Post-IRB Approval Review
All protocols approved or determined exempt by the IRB may be selected for post-IRB approval review. These reviews may be an announced onsite visit, an investigator self-assessment, or both.
We typically conduct routine (not-for-cause) post-approval reviews, but the IRB sometimes directs us to review a study. Reviews may be comprehensive or may target specific study components. If your study is selected for a onsite visit, we will give you complete details about the review before we arrive.
We also welcome requests for educational onsite visits. Contact us at ORP-QM@psu.edu.
INDs, IDEs, and Sponsor-Investigators
Quality Management staff provide support for sponsor-investigators and potential sponsor-investigators. Usually, the sponsor is a drug company or medical device manufacturer, and the company or manufacturer designs a study and pays researchers to conduct it. In this situation, the company or the manufacturer deals with the FDA. If a researcher is a sponsor-investigator, he or she has to deal with the FDA.
We help researchers determine whether their study requires an "investigational new drug" (IND) application or an "investigational device exemption" (IDE), and we help sponsor-investigators with FDA compliance.
Furthermore, a Quality Management Ancillary Review is mandatory prior to IRB approval for all studies conducted by a sponsor-investigator. The purpose of the Ancillary Review is to educate sponsor-investigators about their additional responsibilities when holding an IND or IDE, if they are new to FDA regulations, and to asssess the suitability of the research team and site for conducting drug or device research.
Foods and Dietary Supplements
Dietary supplements and food, even fruits and vegetables, can be defined as a drug by the FDA. If you are testing a food for reasons other than for taste or consumer preference, the IRB requires a written determination from the FDA. You will need to either submit an "Investigational New Drug" Application (IND) or get a written statement from the FDA that an IND is not required.

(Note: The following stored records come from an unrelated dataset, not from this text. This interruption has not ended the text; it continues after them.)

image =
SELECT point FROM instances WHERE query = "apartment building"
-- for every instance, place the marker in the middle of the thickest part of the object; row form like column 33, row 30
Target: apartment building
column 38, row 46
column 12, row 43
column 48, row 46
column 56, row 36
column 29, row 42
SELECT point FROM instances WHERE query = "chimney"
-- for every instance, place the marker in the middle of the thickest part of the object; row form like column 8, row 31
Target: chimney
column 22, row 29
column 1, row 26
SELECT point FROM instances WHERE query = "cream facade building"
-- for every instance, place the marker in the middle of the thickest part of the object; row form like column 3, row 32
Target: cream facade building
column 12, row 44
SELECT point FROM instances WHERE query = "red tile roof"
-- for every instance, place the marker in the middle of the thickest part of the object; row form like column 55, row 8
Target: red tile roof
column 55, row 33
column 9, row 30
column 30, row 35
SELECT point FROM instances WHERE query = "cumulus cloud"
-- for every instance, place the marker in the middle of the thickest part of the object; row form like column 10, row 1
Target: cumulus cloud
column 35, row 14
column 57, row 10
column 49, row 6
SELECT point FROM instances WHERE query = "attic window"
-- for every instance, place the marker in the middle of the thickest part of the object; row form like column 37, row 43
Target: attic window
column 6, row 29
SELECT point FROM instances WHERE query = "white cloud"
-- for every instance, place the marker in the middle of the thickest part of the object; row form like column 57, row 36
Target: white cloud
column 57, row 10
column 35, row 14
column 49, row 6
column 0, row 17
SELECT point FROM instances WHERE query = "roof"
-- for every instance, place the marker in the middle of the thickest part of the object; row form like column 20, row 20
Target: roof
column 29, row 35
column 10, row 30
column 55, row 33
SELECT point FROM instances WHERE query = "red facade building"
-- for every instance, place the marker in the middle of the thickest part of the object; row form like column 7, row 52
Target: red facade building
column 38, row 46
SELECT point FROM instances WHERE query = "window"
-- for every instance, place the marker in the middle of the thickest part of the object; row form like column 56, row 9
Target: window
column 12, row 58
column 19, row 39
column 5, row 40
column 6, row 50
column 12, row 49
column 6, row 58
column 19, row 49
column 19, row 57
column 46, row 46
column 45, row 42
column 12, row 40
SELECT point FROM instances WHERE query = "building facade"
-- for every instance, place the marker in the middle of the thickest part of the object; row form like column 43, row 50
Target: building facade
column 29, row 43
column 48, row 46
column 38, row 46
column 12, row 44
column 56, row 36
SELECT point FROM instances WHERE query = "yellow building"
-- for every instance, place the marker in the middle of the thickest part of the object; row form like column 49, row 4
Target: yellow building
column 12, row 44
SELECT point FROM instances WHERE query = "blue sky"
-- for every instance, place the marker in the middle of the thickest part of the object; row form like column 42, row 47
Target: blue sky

If you are testing a device on individuals or human specimens, you need to submit a protocol to the IRB, and your study may be FDA-regulated. One exception is if the device is a class project and you will not be doing anything with it once the class ends.

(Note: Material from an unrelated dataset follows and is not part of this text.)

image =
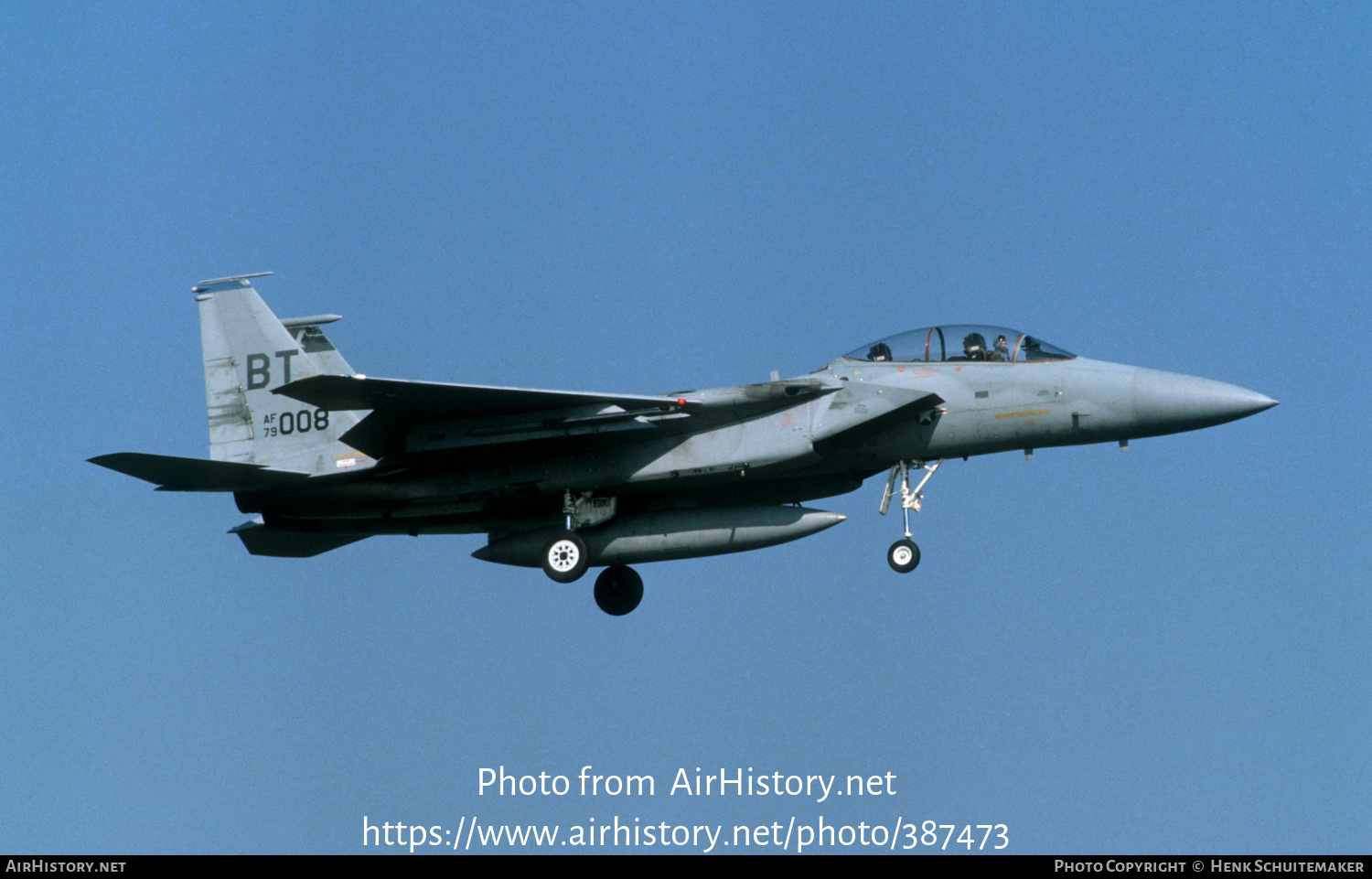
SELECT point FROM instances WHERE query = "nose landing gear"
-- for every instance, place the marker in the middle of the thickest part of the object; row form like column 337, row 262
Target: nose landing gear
column 903, row 554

Clinicaltrials.gov is a registry of "applicable clinical trials" and other studies. What consitutes an applicable clinical study is defined by federal law and, for NIH awardees, NIH policy. Also, a number of journals require registration for publication.

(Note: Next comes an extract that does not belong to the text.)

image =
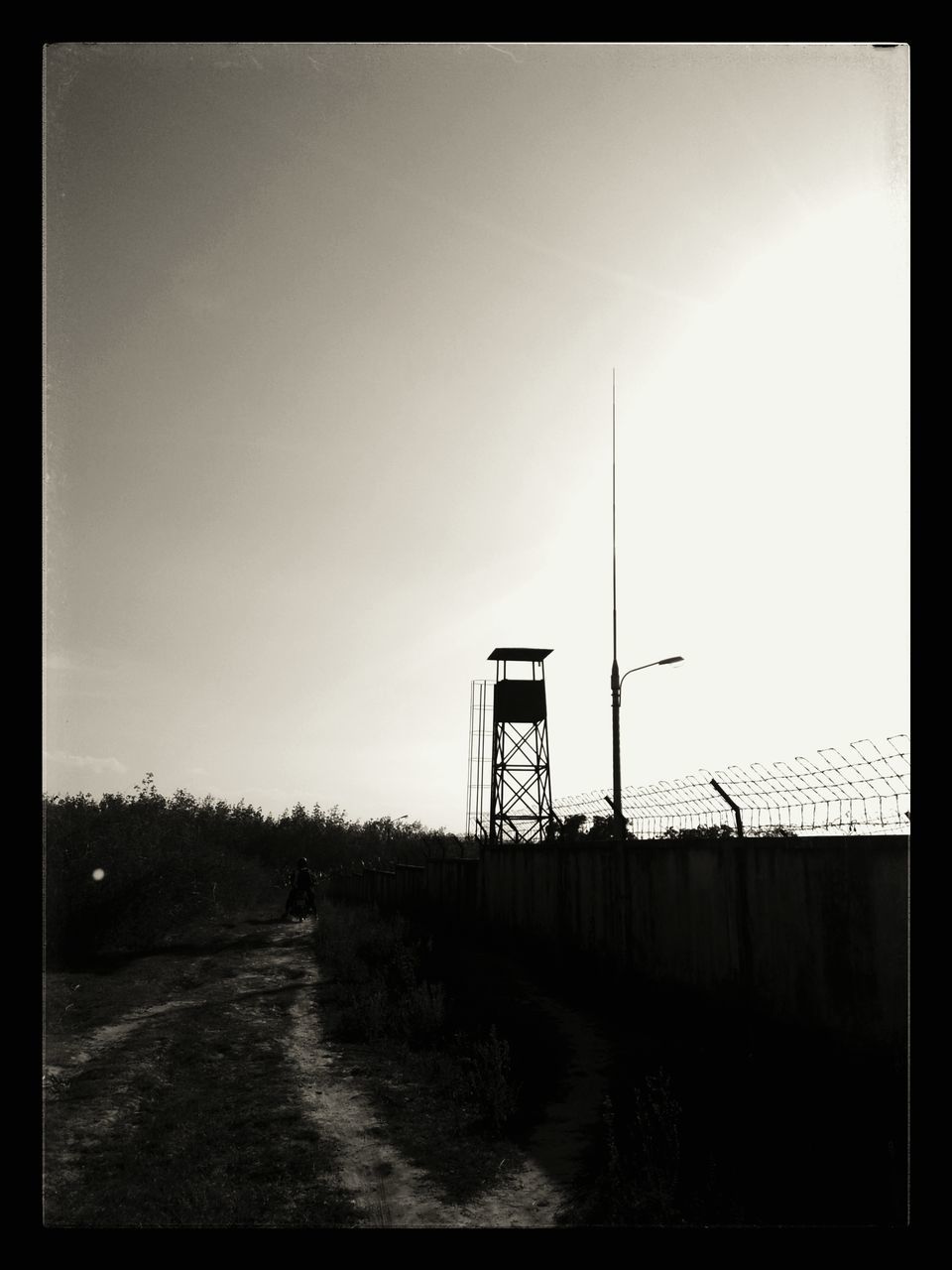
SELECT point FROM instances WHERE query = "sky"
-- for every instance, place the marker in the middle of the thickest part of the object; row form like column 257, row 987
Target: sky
column 330, row 340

The registry serves a number of purposes, including to make studies and their outcomes more transparent and to improve participant access to clinical trials. For many applicable clinical trials, you must not only register a study but also report findings and other study-related information.
When registration is required by law because a study involves an IND or IDE, the "responsible party," the party reponsible for compliance, is the sponsor. At Penn State, when registration is required for NIH awardees, the prinicipal investigator is the reponsibile party. The responsible party must
- Register the trial no later than 21 days after enrollment of the first participant;
- Update the registration at least once every 12 months; and
With some exceptions, submit summary results no later than 12 months after the final subject received the final study intervention
Quality Mangement can help you with the registration and reporting processes within the clincialtrails.gov "protocol registration system" (PRS).
Clinicaltrial.gov also offers a collection of informational and instructional materials on the PRS.
The Penn State policy on Quality Management reviews is RP05 - Research Quality in Human Participant Research. Also, please see HRP-103 - Investigator Manual.